Die Expertise von Lucrezia Reichlin kann sich sehen lassen. Die in Rom gebürtige Professorin an der London Business School war 2005 bis 2008 Direktorin der Europäischen Zentralbank in Frankfurt im Ressort General Research. In Mailand saß sie im Aufsichtsrat der Unicredit. In Alpbach galt ihr auch aus akutem Grund hohe Aufmerksamkeit.

In italienischen Medien werden Sie als neue Finanzminsterin gehandelt. Hat Giuseppe Conte Sie schon aus Rom angerufen?
LUCREZIA REICHLIN: Das ist eine große Ehre für mich, aber es gab noch keinen Anruf aus Rom und deshalb bin ich hier in Alpbach.

Wenn die Regierung von Fünf-Sterne-Bewegung und PD zustande kommt – hat sie eine Chance?
REICHLIN: Das hoffe ich sehr. Diese Regierung wird ein sehr schwieriges Leben haben, denn sie startet zu einem Zeitpunkt, wo Italien mitten in der Stagnation steckt. Italien hatte eine lange Krise ohne Wachstum, da warten die Leute jetzt auf Antworten. Die Regierung wird dann eine Chance haben, wenn sie diese liefert.

Eine fragile Zwangsehe?
REICHLIN: Eine Zweckehe und Chance für Italien, da niemand dachte, dass zwei Parteien, die einander bei vielen Gelegenheiten angegriffen haben, die Ausdauer zeigen, in eine Koalition zu gehen. Aber sie haben in den Programmen auch Punkte gemeinsam.

Wo treffen sich linkspopulistische Fünf-Sterne-Bewegung und Sozialdemokraten am ehesten?
REICHLIN: Das Wichtigste ist das gemeinsame proeuropäische Commitment. Das sah man schon bei der Wahl der EU-Ratspräsidentschaft, wo die Fünf-Sterne-Bewegung anders als die Lega, nämlich mit dem PD stimmte.

Jetzt steckt Italien in einer Rezession und im Reformstau. Was ist zu tun?
REICHLIN: Wir müssen ein solides mittelfristiges Investitionsprogramm starten und sind fiskalisch eingeschränkt wegen unserer Verschuldung.
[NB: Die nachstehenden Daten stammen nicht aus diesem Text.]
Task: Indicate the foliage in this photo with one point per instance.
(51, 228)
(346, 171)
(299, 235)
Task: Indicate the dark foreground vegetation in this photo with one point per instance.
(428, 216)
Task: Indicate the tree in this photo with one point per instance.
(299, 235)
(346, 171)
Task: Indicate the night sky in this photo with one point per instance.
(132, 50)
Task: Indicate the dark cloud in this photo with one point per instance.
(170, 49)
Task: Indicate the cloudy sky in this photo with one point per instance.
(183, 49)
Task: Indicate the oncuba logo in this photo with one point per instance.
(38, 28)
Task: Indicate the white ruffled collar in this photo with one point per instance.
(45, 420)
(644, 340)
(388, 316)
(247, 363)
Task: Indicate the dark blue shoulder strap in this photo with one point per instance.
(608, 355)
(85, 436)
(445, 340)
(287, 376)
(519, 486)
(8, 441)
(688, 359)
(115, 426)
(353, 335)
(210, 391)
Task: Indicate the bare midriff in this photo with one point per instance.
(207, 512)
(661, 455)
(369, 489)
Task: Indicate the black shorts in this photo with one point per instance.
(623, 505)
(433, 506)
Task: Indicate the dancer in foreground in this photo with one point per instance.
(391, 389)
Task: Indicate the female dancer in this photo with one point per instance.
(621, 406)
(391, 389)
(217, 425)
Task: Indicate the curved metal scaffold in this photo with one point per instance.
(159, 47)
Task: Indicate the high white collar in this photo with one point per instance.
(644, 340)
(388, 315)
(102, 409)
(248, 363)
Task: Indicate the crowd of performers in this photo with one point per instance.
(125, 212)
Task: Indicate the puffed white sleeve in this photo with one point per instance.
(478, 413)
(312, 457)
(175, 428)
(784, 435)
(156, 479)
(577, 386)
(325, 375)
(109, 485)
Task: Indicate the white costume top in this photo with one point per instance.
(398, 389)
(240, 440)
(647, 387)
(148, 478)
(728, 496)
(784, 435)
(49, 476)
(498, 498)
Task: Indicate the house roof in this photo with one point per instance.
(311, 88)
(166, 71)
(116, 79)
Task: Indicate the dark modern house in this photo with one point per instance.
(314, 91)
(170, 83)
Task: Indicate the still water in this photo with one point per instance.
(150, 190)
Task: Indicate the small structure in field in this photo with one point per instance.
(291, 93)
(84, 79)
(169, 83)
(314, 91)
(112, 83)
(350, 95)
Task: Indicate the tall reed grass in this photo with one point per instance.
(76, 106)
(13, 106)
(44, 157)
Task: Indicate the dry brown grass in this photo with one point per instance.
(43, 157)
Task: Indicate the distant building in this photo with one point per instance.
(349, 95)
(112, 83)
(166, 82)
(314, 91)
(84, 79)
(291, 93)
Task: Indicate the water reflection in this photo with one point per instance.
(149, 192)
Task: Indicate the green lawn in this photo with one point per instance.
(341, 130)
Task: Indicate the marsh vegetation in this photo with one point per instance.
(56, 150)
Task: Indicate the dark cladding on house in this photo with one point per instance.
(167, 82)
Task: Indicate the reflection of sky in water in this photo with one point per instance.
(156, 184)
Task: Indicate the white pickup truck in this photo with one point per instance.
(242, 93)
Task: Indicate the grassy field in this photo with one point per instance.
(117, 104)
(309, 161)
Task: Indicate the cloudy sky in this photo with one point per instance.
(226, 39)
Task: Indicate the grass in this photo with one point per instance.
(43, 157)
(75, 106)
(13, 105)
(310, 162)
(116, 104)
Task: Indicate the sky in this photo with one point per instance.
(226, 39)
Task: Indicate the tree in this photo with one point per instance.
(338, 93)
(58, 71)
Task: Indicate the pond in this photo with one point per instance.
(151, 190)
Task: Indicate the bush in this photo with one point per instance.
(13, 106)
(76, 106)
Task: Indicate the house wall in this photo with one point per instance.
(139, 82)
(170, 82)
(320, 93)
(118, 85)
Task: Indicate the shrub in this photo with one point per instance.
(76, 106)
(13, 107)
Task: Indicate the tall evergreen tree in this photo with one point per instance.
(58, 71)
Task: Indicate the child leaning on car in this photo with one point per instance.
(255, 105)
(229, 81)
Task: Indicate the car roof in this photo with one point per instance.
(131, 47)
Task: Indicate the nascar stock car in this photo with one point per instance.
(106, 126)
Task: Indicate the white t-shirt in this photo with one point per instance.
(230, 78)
Die Frage wird sein, ob man flexibel ist für ein Investitionsprogramm für Bildung und Forschung. Sofort muss man das Sozialpaket angehen, wo es aber unterschiedliche Pläne gibt. Ich hoffe auf Kompromisse, die das Budget nicht zu sehr belasten. Dann sollte Konvergenz und Spielraum für eine Steuerreform da sein.

Eine Deadline erwartet die Regierung Mitte Oktober, wenn der Budgetentwurf der EU-Kommission vorzulegen ist. Schon der geplatzten Regierung fehlten dafür 30 Milliarden Euro.
REICHLIN: Das wird die Herausforderung und man muss die 30 Milliarden auf sozial akzeptierte Art finden. Mit einem gegen die Bevölkerung gerichteten Paket ist es fraglich, ob eine Mehrheit hinter der Regierung steht.

Muss die EU bei der Staatsschuldenquote, mit 133 Prozent doppelt so hoch wie erlaubt, wegsehen?
REICHLIN: Die Schulden sind bei tiefen Zinsen nicht die größte Sorge. Italiens Problem ist Wachstum.

Italiens gefährdete Banken?
REICHLIN: Die Großbanken UniCredit und Intesa stehen solide da. Es gibt Probleme mit kleineren Banken, das Bankensystem konsolidieren muss aber Deutschland ebenso wie Italien.

Kann die Regierung arbeiten oder wird Salvini sie täglich mit dem Migrationsthema treiben?
REICHLIN: Die Migration von Libyen erfordert eine europäische Antwort, die von der EU nicht geliefert wurde, was großen Ärger in der Bevölkerung geschürt hat. Das ist ein großes Thema, wo die EU Italien beistehen kann.